Je privilégierai plutôt une approche prospective : que devrait-on faire pour éviter, à l'avenir, la répétition d'une crise qui, par la rapidité de sa diffusion, par son ampleur et sa durée, pourrait peser lourdement sur l'activité économique et représenterait ainsi un danger systémique ? Notre objectif ne peut cependant être l'élimination de toutes les crises. Les crises financières, même quand elles se traduisent par la faillite de certaines institutions, constituent une sanction indispensable des erreurs de gestion. Sans cette sanction, on irait vers la généralisation et la permanence de comportements qui ignorent les risques pourtant inhérents à toute activité financière. Cela nous conduirait tout droit vers ce que nous voulons précisément éviter, à savoir une crise véritablement systémique.

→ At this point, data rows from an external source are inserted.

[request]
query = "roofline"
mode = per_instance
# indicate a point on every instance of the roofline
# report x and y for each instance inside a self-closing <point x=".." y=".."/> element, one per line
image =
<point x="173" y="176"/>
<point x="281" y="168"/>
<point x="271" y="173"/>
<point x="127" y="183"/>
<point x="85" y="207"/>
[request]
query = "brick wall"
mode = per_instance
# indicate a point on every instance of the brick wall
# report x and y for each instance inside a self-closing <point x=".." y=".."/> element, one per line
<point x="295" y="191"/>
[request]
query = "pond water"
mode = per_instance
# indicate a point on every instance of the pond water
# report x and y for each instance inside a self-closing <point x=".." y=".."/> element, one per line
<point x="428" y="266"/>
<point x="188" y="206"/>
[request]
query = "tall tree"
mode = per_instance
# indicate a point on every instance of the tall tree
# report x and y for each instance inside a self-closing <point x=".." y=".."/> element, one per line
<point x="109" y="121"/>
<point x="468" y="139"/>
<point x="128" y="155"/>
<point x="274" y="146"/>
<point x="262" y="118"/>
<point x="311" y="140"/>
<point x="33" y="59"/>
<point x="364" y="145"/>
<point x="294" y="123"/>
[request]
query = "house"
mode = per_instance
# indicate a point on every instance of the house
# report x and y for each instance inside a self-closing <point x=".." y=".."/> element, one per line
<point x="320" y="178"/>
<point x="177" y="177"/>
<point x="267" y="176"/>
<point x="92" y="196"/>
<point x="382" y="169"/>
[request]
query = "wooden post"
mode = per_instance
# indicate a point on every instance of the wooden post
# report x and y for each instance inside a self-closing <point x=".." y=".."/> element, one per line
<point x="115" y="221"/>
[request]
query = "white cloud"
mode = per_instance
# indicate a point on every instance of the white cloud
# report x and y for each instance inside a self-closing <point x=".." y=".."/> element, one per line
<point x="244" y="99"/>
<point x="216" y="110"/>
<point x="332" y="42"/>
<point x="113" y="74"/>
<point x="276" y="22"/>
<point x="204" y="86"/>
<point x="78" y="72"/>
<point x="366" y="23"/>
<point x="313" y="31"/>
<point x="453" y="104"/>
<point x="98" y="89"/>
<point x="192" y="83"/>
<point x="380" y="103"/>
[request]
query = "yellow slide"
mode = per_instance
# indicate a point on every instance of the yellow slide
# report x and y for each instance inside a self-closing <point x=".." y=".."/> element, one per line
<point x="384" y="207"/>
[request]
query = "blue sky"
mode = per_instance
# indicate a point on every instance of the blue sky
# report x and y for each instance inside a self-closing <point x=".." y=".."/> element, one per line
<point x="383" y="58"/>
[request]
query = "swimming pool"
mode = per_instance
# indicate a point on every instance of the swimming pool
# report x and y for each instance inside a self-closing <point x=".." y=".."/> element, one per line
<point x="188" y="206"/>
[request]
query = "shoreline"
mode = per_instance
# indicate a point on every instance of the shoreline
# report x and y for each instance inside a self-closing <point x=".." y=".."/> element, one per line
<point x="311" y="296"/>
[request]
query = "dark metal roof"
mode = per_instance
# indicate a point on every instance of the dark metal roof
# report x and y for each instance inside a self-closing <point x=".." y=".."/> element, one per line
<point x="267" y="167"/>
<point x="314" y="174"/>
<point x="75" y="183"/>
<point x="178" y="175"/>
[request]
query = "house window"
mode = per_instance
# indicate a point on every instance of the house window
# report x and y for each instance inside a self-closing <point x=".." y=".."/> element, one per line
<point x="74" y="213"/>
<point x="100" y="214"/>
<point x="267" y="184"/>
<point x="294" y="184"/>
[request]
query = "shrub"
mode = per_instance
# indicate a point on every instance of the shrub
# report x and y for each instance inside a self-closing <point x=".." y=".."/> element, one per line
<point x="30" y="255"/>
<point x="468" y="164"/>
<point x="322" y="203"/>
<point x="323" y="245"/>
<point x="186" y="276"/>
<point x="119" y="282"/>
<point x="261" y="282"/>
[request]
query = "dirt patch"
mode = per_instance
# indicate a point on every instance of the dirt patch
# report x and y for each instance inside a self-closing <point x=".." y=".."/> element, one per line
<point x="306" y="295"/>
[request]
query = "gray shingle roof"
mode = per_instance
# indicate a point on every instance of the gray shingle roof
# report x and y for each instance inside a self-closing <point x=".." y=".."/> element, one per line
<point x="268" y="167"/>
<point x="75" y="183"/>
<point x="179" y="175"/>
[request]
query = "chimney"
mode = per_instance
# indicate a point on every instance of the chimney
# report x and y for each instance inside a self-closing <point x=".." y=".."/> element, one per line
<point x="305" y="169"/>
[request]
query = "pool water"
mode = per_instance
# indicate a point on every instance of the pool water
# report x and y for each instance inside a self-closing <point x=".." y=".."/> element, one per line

Encore faut-il veiller à ce que la sanction ne pénalise pas aveuglément ceux qui ne portent aucune responsabilité dans la naissance et le développement de la crise.
Nous avons connu, au cours des vingt-cinq dernières années, bon nombre de crises. Dans les années 1980 et 1990, c'est surtout le monde en développement qui a été touché : l'Amérique latine à plusieurs reprises, l'Asie du sud-est, la Russie. Entre 1985 et le début de notre siècle, le monde développé a été aussi atteint, principalement aux États-Unis, avec l'effondrement de Wall Street en 1987, la crise des caisses d'épargne en 1988, le sauvetage du LTCM, un prestigieux hedge fund, en 1998, enfin l'éclatement de la bulle Internet en 2000-2001. Dans les années 1990, l'Europe n'a pas été épargnée : crise bancaire Scandinave, « secondary banking crisis » en Grande-Bretagne, crise immobilière en France. Ces crises ont causé beaucoup de dégâts mais la plupart d'entre elles ont été maîtrisées relativement vite et sont restées géographiquement assez bien localisées.
Chacune de ces turbulences passées s'est déroulée selon le scénario de base traditionnel décrit par les économistes du XIXe siècle : une période d'euphorie, dominée par la disparition du sens du risque, suivie tôt ou tard par de fortes secousses financières. Ce même scénario se retrouve dans la crise actuelle. Cependant, celle-ci comporte des éléments qui, sans être radicalement nouveaux, portent une responsabilité majeure en ce qui concerne sa gravité. C'est en examinant chacun de ces éléments que j'essaierai de réfléchir à la possibilité et à l'opportunité d'actions préventives. Vu la complexité de la situation actuelle, il faudra encore du temps avant d'arriver à des recommandations, même approximatives, mais on peut commencer à formuler dès maintenant des interrogations.
Première spécificité de la crise : il s'agit d'un processus de contagion fulgurant.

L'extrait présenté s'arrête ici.